18 В подлиннике здесь указана другая фамилия — Преживалов. Так первоначально Станиславский предполагал назвать руководителя театра. Чтобы сохранить общность наименований действующих лиц, нами вносятся в текст необходимые исправления.
19 Оскар Уайльд (1856—1900) — известный английский писатель Свои эстетические взгляды изложил в сочинениях: “Упадок лжи” (1889), “Критик как художник” (1890) и др. Уайльд проповедовал парадоксальную теорию о главенстве искусства над жизнью (жизнь подражает искусству и т. д.).
20 Мысль, заключенная здесь в кавычки, выражает, по мнению Станиславского, сущность щепкинской традиции, но не является цитатой из какого-либо сочинения или письма Щепкина. В этой же формулировке Станиславский воспроизводил эту мысль неоднократно. Так, например, в своей речи, посвященной десятилетию МХТ, Станиславский говорил: “Прекраснее всего в русском искусстве — завет, который мы помним, оставленный нам Щепкиным: “Берите образцы из жизни и природы”. Они дают неисчерпаемый материал для творчества артиста” (“Статьи, речи, беседы, письма”, стр. 199).
21 Здесь от лица артиста Игралова Станиславский формулирует важнейшие принципы искусства представления, о которых говорится в специальной статье о трех направлениях в театральном искусстве (см. “Статьи, речи, беседы, письма”, стр. 450— 460), а также в книге “Работа актера над собой” (см. Собр. соч., т. 2, гл. II).
22 В письме к И. И. Сосницкому от 2 ноября 1846 года Н. В. Гоголь утверждает, что “...второклассные актеры передразнить характер еще могут, но создать характера не могут”. Подобные же мысли содержатся в письмах к М. С. Щепкину.
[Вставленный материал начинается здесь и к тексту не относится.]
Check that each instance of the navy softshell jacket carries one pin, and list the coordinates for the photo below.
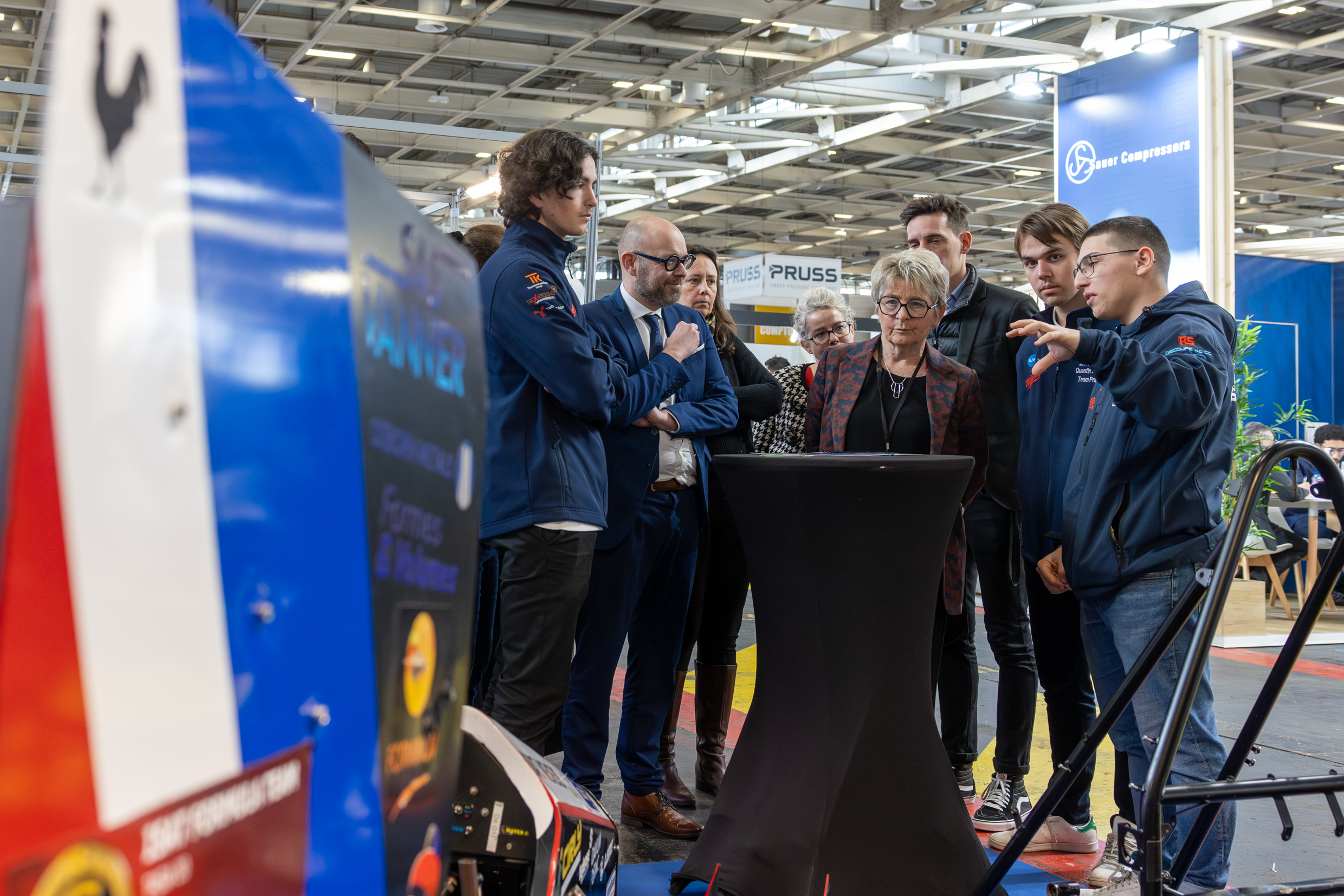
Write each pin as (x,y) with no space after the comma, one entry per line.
(1143,491)
(553,387)
(1051,409)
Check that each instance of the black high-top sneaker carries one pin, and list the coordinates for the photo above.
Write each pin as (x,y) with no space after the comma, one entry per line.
(1003,794)
(965,782)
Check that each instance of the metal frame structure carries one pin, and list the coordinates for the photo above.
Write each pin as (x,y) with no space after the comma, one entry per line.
(1207,594)
(785,127)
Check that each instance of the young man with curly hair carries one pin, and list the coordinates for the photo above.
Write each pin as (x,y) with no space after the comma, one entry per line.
(553,388)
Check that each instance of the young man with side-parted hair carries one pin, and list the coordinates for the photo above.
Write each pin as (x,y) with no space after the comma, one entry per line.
(553,387)
(1143,496)
(972,334)
(1051,407)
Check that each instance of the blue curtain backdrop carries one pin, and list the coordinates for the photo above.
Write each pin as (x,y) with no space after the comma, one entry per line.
(1277,292)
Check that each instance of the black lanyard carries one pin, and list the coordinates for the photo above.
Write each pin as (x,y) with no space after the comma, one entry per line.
(901,402)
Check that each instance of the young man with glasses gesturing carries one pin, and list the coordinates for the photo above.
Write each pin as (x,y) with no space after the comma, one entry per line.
(1051,407)
(644,564)
(1141,500)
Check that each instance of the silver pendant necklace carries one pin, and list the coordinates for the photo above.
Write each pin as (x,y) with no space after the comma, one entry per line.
(897,388)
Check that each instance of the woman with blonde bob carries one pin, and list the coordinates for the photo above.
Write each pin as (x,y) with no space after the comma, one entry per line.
(897,394)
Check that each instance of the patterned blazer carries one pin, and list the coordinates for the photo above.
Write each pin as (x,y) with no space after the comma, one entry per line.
(956,419)
(783,433)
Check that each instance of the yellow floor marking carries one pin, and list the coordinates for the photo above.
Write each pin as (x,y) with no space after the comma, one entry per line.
(1102,801)
(746,680)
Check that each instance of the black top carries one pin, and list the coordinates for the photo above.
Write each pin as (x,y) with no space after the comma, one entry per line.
(758,397)
(909,436)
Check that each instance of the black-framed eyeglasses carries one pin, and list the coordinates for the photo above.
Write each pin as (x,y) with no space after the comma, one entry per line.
(1088,265)
(916,308)
(839,331)
(671,261)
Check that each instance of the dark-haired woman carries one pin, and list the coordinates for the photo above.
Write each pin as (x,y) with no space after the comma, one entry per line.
(721,573)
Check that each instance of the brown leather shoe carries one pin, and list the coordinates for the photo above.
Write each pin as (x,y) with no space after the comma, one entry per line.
(674,788)
(714,688)
(654,810)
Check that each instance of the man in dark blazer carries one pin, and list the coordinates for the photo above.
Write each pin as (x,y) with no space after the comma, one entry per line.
(972,331)
(657,472)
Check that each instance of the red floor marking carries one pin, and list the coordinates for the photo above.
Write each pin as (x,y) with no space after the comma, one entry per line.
(1069,866)
(686,720)
(1309,667)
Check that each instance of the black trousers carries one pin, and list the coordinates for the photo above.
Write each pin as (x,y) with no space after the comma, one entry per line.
(720,592)
(544,578)
(1070,702)
(992,546)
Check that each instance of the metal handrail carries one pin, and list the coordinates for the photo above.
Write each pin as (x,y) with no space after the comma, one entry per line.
(1217,572)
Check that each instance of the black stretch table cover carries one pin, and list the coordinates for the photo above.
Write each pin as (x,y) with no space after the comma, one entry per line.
(839,780)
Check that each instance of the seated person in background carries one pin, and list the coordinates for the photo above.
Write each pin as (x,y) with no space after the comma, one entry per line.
(1331,438)
(823,319)
(1265,534)
(483,241)
(897,394)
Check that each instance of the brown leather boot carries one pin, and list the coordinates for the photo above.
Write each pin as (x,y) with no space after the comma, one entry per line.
(654,810)
(674,788)
(714,688)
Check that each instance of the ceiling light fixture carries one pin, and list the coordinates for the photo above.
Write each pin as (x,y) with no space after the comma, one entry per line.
(433,9)
(484,189)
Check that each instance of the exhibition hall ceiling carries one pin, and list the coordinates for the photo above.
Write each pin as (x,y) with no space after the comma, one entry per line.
(769,125)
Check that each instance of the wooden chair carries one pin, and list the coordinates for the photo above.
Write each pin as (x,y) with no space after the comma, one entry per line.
(1267,561)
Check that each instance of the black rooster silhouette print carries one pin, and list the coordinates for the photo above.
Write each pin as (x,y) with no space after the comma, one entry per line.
(118,113)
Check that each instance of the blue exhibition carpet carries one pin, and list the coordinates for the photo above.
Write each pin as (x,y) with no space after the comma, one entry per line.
(651,879)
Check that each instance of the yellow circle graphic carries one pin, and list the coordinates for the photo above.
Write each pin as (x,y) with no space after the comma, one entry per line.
(86,869)
(418,664)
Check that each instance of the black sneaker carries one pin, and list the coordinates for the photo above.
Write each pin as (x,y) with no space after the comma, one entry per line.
(965,782)
(1001,796)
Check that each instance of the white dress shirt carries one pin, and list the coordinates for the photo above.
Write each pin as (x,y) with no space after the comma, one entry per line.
(676,457)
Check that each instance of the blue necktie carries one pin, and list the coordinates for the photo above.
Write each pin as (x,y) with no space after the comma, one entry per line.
(655,334)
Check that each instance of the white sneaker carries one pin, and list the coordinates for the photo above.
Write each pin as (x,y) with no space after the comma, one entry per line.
(1056,836)
(1110,869)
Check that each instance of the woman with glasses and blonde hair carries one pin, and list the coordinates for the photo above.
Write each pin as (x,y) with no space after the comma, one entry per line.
(823,319)
(720,589)
(897,394)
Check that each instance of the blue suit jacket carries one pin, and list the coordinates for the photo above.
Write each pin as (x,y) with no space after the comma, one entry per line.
(705,406)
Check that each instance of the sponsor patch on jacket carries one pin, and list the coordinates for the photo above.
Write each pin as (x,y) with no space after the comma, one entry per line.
(547,301)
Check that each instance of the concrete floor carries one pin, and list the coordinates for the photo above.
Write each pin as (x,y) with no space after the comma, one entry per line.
(1306,735)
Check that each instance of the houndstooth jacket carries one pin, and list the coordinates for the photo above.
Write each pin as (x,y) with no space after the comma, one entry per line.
(783,433)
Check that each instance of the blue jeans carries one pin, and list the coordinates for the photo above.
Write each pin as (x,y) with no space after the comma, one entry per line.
(1116,631)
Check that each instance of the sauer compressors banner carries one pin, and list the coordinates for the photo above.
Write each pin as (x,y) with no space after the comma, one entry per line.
(240,543)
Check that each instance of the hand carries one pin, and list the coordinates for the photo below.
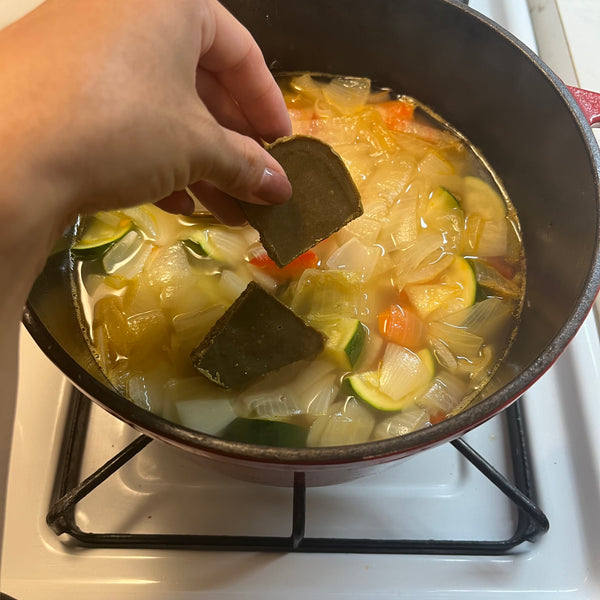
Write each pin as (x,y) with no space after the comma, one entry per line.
(119,102)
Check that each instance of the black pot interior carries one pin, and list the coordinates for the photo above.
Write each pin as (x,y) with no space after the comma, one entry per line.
(506,103)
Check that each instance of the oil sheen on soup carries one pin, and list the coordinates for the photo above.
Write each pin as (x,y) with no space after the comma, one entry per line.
(418,298)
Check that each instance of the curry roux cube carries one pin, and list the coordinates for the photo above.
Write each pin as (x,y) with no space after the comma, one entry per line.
(256,335)
(324,199)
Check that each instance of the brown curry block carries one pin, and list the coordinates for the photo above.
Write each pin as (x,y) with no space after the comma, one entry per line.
(256,335)
(324,198)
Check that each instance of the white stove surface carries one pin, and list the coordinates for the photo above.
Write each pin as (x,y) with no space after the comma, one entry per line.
(441,496)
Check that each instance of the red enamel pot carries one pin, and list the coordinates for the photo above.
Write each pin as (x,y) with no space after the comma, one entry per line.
(509,104)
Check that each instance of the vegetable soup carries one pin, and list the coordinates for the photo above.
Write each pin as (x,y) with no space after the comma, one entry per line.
(417,299)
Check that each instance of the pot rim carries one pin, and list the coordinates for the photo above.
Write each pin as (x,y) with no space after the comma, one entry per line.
(445,431)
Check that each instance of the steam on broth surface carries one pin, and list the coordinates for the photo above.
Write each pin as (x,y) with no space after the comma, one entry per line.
(418,298)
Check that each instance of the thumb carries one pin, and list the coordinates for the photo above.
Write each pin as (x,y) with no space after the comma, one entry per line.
(238,166)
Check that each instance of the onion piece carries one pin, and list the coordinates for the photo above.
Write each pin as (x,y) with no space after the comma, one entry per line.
(401,372)
(263,403)
(232,284)
(355,256)
(431,267)
(483,318)
(408,259)
(207,415)
(490,278)
(443,354)
(348,423)
(401,423)
(128,256)
(347,94)
(460,341)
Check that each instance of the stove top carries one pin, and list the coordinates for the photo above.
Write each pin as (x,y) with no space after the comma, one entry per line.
(435,495)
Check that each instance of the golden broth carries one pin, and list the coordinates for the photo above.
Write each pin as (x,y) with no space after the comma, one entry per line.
(418,298)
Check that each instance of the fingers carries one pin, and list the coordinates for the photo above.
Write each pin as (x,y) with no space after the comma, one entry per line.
(224,207)
(237,63)
(237,165)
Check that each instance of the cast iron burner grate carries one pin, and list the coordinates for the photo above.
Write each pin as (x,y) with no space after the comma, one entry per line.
(69,490)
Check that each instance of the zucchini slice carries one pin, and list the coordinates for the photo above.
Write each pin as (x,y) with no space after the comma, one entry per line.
(345,339)
(98,236)
(415,374)
(223,245)
(457,284)
(481,198)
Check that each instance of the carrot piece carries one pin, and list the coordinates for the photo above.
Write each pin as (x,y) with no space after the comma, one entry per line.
(395,113)
(293,270)
(402,326)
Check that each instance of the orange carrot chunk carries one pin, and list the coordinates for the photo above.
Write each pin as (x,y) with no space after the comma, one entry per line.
(402,326)
(395,113)
(293,270)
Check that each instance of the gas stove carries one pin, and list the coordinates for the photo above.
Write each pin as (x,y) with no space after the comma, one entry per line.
(466,519)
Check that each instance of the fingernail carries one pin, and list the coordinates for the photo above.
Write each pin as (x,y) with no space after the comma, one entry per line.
(274,188)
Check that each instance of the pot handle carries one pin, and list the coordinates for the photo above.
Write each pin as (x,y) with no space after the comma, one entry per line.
(589,102)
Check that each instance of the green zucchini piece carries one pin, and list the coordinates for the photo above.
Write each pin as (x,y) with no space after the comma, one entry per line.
(324,199)
(98,236)
(221,243)
(367,386)
(457,282)
(345,339)
(265,433)
(481,198)
(256,335)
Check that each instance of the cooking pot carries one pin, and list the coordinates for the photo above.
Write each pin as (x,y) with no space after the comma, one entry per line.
(508,104)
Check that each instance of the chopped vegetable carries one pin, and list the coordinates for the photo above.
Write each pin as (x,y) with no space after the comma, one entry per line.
(456,284)
(99,236)
(293,270)
(393,386)
(396,112)
(403,422)
(402,326)
(348,422)
(220,243)
(345,339)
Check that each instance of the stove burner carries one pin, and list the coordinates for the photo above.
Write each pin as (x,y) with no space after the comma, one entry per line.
(531,522)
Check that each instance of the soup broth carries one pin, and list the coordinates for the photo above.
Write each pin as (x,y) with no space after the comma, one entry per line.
(418,298)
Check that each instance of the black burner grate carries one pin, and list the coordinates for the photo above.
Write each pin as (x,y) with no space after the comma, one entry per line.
(69,490)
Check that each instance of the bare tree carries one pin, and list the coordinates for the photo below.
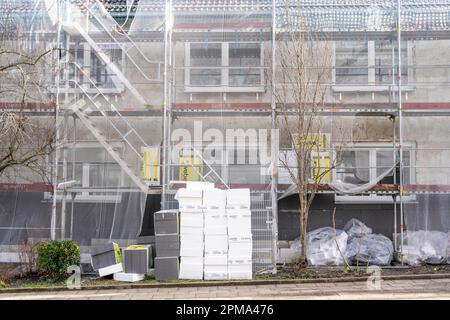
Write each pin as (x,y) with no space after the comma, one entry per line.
(303,63)
(24,75)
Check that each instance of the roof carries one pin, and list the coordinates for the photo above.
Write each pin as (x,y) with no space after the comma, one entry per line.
(317,15)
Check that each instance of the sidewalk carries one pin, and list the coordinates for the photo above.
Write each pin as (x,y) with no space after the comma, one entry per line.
(390,289)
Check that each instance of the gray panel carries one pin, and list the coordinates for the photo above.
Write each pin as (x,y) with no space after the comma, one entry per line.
(166,268)
(168,245)
(166,222)
(103,256)
(136,260)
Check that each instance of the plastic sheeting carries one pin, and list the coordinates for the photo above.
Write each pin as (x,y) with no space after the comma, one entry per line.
(356,228)
(326,246)
(427,229)
(425,247)
(371,249)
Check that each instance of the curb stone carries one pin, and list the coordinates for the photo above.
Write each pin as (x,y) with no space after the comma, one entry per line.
(227,283)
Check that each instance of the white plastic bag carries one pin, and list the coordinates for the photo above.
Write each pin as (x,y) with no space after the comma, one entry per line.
(425,247)
(356,228)
(326,246)
(372,249)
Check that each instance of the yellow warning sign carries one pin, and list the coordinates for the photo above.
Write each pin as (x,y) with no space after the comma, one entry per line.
(191,168)
(150,170)
(321,167)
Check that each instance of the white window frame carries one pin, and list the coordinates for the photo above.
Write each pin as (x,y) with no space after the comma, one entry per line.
(371,85)
(84,196)
(373,197)
(119,87)
(224,86)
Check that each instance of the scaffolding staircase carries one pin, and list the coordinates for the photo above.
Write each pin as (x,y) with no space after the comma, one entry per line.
(115,120)
(93,20)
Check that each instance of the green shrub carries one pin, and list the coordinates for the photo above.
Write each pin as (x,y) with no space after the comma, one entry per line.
(55,256)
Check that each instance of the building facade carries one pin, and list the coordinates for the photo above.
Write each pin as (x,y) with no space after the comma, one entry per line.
(141,89)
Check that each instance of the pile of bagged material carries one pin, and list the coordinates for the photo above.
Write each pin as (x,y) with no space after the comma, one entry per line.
(355,228)
(364,247)
(215,232)
(373,249)
(425,247)
(326,246)
(354,245)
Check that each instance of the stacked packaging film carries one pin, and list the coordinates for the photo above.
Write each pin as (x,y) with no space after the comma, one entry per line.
(216,235)
(190,202)
(239,234)
(215,238)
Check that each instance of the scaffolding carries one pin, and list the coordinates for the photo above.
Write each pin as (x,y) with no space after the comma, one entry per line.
(133,72)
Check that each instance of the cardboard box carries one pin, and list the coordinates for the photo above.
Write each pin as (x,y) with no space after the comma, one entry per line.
(191,245)
(216,259)
(215,272)
(106,271)
(239,269)
(167,245)
(191,219)
(128,277)
(105,255)
(216,224)
(191,268)
(166,222)
(238,198)
(167,268)
(239,222)
(189,198)
(192,230)
(214,199)
(216,244)
(199,185)
(240,247)
(137,259)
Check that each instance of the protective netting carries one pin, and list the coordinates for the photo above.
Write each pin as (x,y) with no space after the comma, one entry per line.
(137,71)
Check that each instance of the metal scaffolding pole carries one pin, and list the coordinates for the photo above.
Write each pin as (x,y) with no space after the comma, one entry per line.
(57,133)
(400,111)
(168,22)
(274,155)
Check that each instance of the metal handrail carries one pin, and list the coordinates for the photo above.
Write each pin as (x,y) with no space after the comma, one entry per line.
(110,122)
(105,14)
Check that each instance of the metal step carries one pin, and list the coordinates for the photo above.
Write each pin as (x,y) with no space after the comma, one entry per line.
(109,148)
(104,57)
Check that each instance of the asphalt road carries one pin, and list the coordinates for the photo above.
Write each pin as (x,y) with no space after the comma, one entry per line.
(392,289)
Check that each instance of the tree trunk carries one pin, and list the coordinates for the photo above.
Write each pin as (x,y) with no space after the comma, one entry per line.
(303,212)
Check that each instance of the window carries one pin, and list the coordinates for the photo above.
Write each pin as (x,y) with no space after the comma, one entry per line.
(96,172)
(224,67)
(363,163)
(386,54)
(351,62)
(102,76)
(368,63)
(88,61)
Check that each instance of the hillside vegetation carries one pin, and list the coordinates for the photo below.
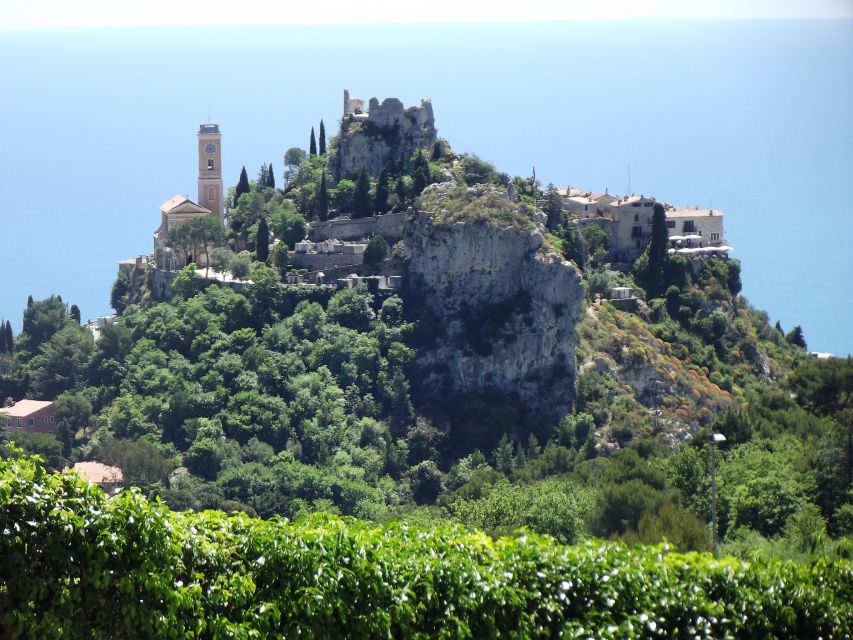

23 В этом месте рукописи имеется пометка Станиславского: “Короткий спор Рассудова и Ремеслова”. По ряду данных этот теоретический спор был написан Станиславским прежде, чем текст о неудачном исполнении роли, и, делая указания в рукописи, Станиславский, повидимому, имел в виду определенные, уже написанные им куски. На этом основании недостающие в тексте рукописи фрагменты вводятся нами из второй тетради (No 556).
24 Станиславский имеет здесь в виду концерт, посвященный шестидесятилетию со дня смерти А. С. Пушкина, состоявшийся 4 января 1897 года в помещении театра Корша. На этом концерте он читал стихотворение М. Ю. Лермонтова “Смерть поэта”. Этот же случай описан им в очерке “Начало сезона” (см. “Статьи, речи, беседы, письма”, стр. 181—182).
25 Описание этого и последующих эпизодов имеется также в книге “Моя жизнь в искусстве” (см. Собр. соч., т. 1, стр. 8—9), что подтверждает автобиографический характер рассказа о переживаемых артистом Фантасовым творческих муках.
26 Далее в рукописи следует конспективная запись, которую мы приводим ниже:
“Мнимый больной”, “Месяц в деревне” хвалили. Красавец Пипо. Я копировал Ленского (имел успех у дам). Спектакль у Парадиза. Сам Парадиз хвалил. Светский спектакль (с великим князем). Успех у аристократов. Ангажемент. Гастроли в провинции. Подношения. “Потонувший колокол”, “Акоста”. Спектакль Стрепетовой. Приглашение в театр. Первые слезы. Чем дальше, тем труднее, и наконец — сегодня”.